音楽から農業へ 転機となった国際協力の夢

「音楽に全力を注いできましたが、中々思うようにはならず、自分の進むべき道が見えなくなっていました。そんな時、ふと見たテレビ番組がきっかけで、人生の転機を迎えました。その番組では、国際協力に携わる人たちを特集していたんです。それを見た瞬間、『これだ!』と直感しました。直ぐにでも海外に行って何か活動したいという思いが強まりましたが、国際協力をするには何かしらのスキルが必要なため、まずはスキルを身につけることから始めました」

どのようなスキルが役に立つのか、国際協力についての様々な本を読む中で、有機農業であれば役に立てると感じたのだそう。

「有機農業は、化学肥料や農薬を使わず、自然と共生しながら作物を育てる方法です。地域の資源を活かし、持続可能な形での農業を実現する。この考え方は、発展途上国でも応用可能だと思いました。」

特に発展途上国など資金が限られている土地は、化学肥料や農薬などの外的資源に頼ることが難しい。有機農業はその地域の資源を活かした農業ができることが魅力でした。室住さんは技術を学ぶため、知人を頼りに島根県の農家で研修を受けます。

島根での研修 学びの土壌を築く

「まったくの初心者でしたが、その農家では全国から様々な背景を持つ人たちが集まっていて、多くの刺激を受けました。」

島根での1年半に及ぶ研修は、室住さんにとって人生の転換点となります。そこで出会った大学講師との交流をきっかけに、次なる挑戦へと向かうことに。彼の次の目的地は、東南アジア、タイの山岳地帯に暮らすラフ族の村でした。

「30万円ほど貯金してタイに向かいました。当時は、期待に胸を膨らませていましたが、実際には1年半ほどの農業経験ではスキル不足で全く役に立たないことに気がついたんです。
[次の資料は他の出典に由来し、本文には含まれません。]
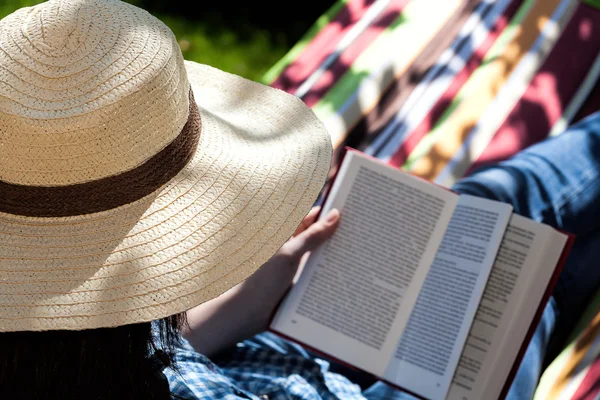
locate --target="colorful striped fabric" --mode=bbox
[265,0,600,186]
[264,0,600,400]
そこで、ボランティアとして現地の人々と暮らしながら、研修のような形で携わることにしました。」


タイ北部の山岳地帯に住むラフ族の村に暮らし始めた室住さん。文化も言葉も違う中で、どのようにコミュニケーションをとり、農業を学んでいったのでしょうか。

「ラフ族には、日本で2年ほど農業研修をしていた人がいたんです。その人を通して、現地の人々とコミュニケーションをとっていました。
気候も地形も異なる山岳地帯では、日本と全く違う農法が行われています。焼畑農業という農法で、乾季になると森の畑を焼いて耕し、野菜を栽培するんです。畑を焼くというと驚かれるかもしれませんが、この方法は生物多様性を育むという意外なメリットもあります。」

日本に帰国後、ラフ族と繋がっていたいとの想いから「日ラフ友好協会」を設立しました。

「現地に行くスタディツアーを企画したり、会報を発行したりして、楽しく活動していました。当時は、100人くらいの会員がいましたね。お金には全然ならなかったけど純粋に楽しかったです(笑)」

そんな中、タイで知り合った日本人の農家さんを通じて東金で農業を始めることになります。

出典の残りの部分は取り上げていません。